Совсем повредился в уме парень. Вот беда.

- Никиту сняли! - жестко сказал Алексей Салтыков.

- Какого... Никиту?

Теперь мы с ним поменялись ролями.

- Хрущева сняли, на пленуме ЦК. Два часа назад.

- А кто... вместо него? - пролепетал я.

- Брежнев с Косыгиным.

Только теперь я осознал, что являюсь обладателем экстренной и конфиденциальной информации, которую обязан немедленно довести до сведения своего начальства.

- Сиди, я сейчас, - сказал Салтыкову, подвигая ему стакан и графин. - На, попей водички.

Зашагал к двери.

Пересекая приемную, услышал за дверью музыку, поющий голос. Что за чертовщина?

Войдя, увидел следующую картину, которую необходимо изобразить в деталях, в укрупнении, замедленно и даже в стоп-кадрах, сменяющих друг друга.

За массивным письменным столом сидел Владимир Николаевич Сурин, генеральный директор "Мосфильма".

У стены, привалясь к ней, заложив ногу за ногу, стоял поэт Евгений Долматовский, как всегда очень элегантный - в твидовом пиджаке, рубашке с заграничным галстуком, как всегда значительный - погасшая трубка в кулаке, вдохновенный взгляд, взлохмаченная прическа, - слушал музыку, написанную на его слова.
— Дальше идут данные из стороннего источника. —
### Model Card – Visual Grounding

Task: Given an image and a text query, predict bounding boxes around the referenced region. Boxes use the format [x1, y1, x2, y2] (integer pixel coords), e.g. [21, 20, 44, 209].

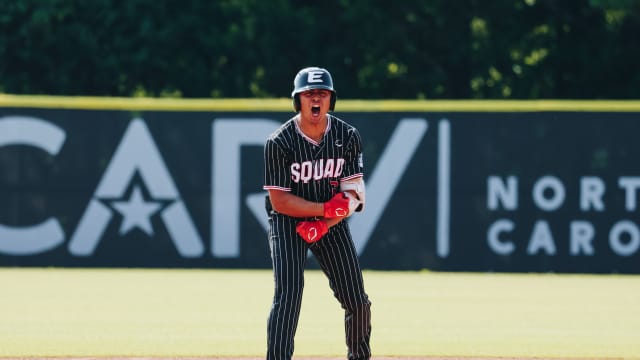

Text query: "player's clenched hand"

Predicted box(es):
[323, 192, 359, 218]
[296, 220, 329, 244]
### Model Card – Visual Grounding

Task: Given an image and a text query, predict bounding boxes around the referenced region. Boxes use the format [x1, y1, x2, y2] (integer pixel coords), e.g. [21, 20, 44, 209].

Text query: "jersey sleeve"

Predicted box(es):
[341, 127, 364, 181]
[263, 137, 292, 192]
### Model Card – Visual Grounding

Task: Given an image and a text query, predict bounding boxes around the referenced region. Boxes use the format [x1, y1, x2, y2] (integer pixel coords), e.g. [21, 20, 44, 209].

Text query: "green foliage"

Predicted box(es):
[0, 0, 638, 99]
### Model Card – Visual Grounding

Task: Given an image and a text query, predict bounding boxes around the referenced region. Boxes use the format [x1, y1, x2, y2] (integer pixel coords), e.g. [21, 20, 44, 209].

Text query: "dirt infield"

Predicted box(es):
[0, 358, 512, 360]
[0, 357, 590, 360]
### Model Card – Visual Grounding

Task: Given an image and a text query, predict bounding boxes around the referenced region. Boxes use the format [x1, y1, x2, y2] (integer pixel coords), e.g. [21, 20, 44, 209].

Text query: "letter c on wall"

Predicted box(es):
[0, 116, 66, 255]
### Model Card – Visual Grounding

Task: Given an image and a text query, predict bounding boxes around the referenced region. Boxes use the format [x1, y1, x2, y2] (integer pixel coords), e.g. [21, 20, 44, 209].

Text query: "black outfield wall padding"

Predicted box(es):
[1, 98, 639, 273]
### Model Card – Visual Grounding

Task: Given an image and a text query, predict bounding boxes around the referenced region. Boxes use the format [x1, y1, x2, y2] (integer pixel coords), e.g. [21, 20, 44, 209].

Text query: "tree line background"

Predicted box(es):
[1, 0, 639, 99]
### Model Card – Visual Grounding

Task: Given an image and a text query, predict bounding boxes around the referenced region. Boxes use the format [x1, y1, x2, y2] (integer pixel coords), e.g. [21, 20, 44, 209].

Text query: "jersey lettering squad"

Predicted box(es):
[290, 158, 345, 183]
[264, 114, 364, 204]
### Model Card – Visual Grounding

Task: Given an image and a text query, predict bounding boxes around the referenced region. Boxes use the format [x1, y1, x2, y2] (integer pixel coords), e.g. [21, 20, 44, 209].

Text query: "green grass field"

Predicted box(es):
[0, 268, 638, 359]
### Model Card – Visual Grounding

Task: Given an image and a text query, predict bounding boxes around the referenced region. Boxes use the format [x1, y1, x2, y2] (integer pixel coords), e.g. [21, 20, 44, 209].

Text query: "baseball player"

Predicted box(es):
[263, 67, 371, 360]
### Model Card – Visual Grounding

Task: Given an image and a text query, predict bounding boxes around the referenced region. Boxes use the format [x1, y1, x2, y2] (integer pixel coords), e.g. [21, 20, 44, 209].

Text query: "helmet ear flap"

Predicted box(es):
[293, 94, 301, 111]
[330, 92, 336, 111]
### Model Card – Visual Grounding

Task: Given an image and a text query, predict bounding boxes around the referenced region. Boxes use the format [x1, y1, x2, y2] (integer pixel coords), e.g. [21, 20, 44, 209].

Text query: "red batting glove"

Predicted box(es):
[296, 220, 329, 244]
[323, 192, 351, 218]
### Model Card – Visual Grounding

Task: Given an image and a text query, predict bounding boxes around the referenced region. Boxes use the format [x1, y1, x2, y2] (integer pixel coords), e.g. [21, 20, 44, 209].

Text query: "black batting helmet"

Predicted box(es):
[291, 67, 337, 111]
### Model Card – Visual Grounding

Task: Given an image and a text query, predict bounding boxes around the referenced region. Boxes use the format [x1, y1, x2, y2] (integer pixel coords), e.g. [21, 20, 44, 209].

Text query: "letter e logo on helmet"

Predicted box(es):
[307, 71, 324, 83]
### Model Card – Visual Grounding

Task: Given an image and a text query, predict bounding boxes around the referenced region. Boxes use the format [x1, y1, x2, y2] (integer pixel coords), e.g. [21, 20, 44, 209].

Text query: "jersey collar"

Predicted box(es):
[294, 114, 332, 146]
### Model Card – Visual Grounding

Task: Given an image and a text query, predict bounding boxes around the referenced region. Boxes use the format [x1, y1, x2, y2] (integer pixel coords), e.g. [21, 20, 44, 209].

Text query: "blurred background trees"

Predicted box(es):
[1, 0, 638, 99]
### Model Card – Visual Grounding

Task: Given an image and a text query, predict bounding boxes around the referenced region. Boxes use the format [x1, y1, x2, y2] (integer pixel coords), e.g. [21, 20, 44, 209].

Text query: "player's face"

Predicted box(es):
[299, 89, 331, 123]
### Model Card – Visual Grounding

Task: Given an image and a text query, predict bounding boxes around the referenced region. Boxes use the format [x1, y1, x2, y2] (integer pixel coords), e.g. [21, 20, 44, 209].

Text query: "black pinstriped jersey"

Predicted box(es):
[263, 114, 364, 204]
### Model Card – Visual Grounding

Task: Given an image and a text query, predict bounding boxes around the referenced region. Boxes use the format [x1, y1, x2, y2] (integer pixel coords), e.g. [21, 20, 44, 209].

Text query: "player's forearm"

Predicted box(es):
[268, 190, 324, 218]
[274, 199, 346, 228]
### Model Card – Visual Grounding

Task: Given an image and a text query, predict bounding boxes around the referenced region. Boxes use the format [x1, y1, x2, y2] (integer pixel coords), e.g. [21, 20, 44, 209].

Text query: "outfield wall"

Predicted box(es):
[1, 96, 640, 273]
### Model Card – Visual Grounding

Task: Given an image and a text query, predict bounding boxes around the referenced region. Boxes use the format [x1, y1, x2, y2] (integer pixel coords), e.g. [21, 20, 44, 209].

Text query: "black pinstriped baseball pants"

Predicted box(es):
[266, 214, 371, 360]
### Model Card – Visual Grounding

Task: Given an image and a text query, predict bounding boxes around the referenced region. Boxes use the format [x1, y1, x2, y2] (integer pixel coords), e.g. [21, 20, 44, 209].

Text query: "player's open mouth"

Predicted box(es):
[311, 105, 321, 116]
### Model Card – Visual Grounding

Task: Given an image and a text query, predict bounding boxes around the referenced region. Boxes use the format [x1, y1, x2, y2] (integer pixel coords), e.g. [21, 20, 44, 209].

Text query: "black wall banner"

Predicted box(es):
[1, 99, 640, 273]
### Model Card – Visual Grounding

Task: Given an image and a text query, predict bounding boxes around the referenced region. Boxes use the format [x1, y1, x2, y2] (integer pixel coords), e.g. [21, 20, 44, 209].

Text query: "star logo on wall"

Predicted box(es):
[112, 186, 162, 236]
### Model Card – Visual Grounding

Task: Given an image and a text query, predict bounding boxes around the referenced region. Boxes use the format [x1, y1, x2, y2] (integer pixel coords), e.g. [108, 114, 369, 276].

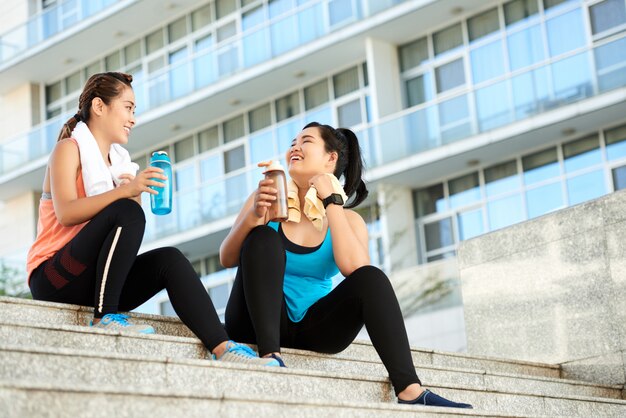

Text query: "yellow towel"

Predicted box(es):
[287, 173, 348, 231]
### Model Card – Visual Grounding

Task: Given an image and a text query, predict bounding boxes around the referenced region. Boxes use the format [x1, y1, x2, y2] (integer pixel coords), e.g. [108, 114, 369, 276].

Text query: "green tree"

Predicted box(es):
[0, 261, 31, 299]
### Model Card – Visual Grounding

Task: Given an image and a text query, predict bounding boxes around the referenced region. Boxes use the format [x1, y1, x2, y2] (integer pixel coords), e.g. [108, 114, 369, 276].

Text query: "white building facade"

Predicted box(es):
[1, 0, 625, 352]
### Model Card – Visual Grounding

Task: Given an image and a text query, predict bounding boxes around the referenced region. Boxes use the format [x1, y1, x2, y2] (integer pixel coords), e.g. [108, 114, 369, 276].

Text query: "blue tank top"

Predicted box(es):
[268, 221, 339, 322]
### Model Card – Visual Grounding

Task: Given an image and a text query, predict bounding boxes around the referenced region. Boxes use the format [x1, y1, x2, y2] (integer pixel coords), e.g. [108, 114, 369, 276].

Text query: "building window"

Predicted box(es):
[504, 0, 539, 26]
[224, 145, 246, 173]
[304, 79, 329, 110]
[168, 16, 188, 43]
[435, 59, 465, 93]
[249, 103, 272, 133]
[276, 92, 300, 122]
[174, 136, 195, 163]
[192, 4, 213, 31]
[467, 8, 500, 42]
[337, 99, 362, 127]
[606, 123, 626, 161]
[433, 23, 463, 56]
[589, 0, 626, 35]
[223, 115, 245, 143]
[333, 67, 360, 98]
[146, 29, 165, 54]
[406, 73, 433, 107]
[198, 126, 220, 153]
[399, 37, 429, 72]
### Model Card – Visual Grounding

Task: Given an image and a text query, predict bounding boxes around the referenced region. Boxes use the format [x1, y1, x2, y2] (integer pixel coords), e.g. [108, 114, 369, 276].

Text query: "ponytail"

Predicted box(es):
[56, 72, 133, 142]
[336, 128, 368, 208]
[303, 122, 369, 208]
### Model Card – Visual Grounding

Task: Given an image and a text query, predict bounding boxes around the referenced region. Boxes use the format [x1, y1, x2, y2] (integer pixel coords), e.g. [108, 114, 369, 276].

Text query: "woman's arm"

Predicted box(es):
[50, 139, 164, 226]
[219, 175, 278, 267]
[326, 205, 370, 276]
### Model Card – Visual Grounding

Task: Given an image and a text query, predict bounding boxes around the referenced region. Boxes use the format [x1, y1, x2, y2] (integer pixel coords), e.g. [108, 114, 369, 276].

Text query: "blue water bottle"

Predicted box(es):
[150, 151, 172, 215]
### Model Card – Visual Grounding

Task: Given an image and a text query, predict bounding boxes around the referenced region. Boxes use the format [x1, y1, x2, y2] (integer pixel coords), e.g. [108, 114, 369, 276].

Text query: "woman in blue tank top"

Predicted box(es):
[220, 122, 471, 409]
А за роялем - в этом огромном, как съемочный павильон, кабинете был бехштейновский рояль, - сидел композитор Оскар Фельцман, рубил аккомпанемент в далеко отстоящих октавах, горло его было напряжено, лицо раскраснелось, он пел во весь голос:

Товарищ песня, То-ва-рищ пес-ня!..

Я сразу понял, что тут происходит.

Тут происходило прямое нарушение субординации. Евгений Долматовский, минуя главную редакцию, то есть меня, подсунул генеральному директору студии свой киносценарий "Товарищ песня", и, чтобы как-то оправдать этот поступок, привел с собою композитора, уже написавшего музыку к песенным текстам: мол, пришли не к генеральному директору, а к профессиональному музыканту, который в молодости играл на трубе.

Но мне сейчас было наплевать на это ущемление моих должностных полномочий.

Я наклонился к Сурину и сказал вполголоса:

- Хрущева сняли.

Гендиректор не вздрогнул, не вскинулся, не поднял на меня взгляд, не повел плечами и никак иначе внешне не отреагировал на мое сообщение. Он продолжал слушать музыку, выгадывая драгоценные секунды для того, чтобы дать безошибочный ответ на мои слова, - вот что значила многолетняя аппаратная выучка, - и лишь потом сказал твердо:

- Этого следовало ожидать!

Но и после этих слов он продолжал сидеть, уткнув локти в стол и обхватив ладонями крупную седую голову, глубоко задумавшись и, судя по всему, напрочь отключившись от музыки.

Я пошел к двери, но Долматовский, углядев немую сцену, уже понял, что произошло нечто важное, ухватил меня за рукав, остановил, спросил тихо:

- Что-то случилось?

- Да, - ответил я так же тихо. - Хруща сняли.

Долматовский, молча, опять привалился к стене, поднес ко рту погасшую трубку и устремил задумчивый взгляд в окно, где, аккурат напротив, на Воробьевке, в желтой и красной пестряди осенней листвы, виднелся особняк бывшего первого секретаря ЦК КПСС и председателя Совета Министров СССР Никиты Сергеевича Хрущева.

Теперь лишь один человек в этом просторном кабинете еще ничего не знал, ничего не ведал относительно смены исторических эпох, случившейся только что, - это был композитор Оскар Фельцман, которому, наверное, очень нравился сценарий Евгения Долматовского, а еще больше нравилась музыка, которую он сочинил на стихи своего друга, и он, врубаясь в клавиатуру, продолжал самозабвенно петь:

Товарищ песня, То-ва-рищ пес-ня!..

Лишь назавтра эту новость передали по радио, в газетах появилось официальное сообщение о пленуме ЦК КПСС.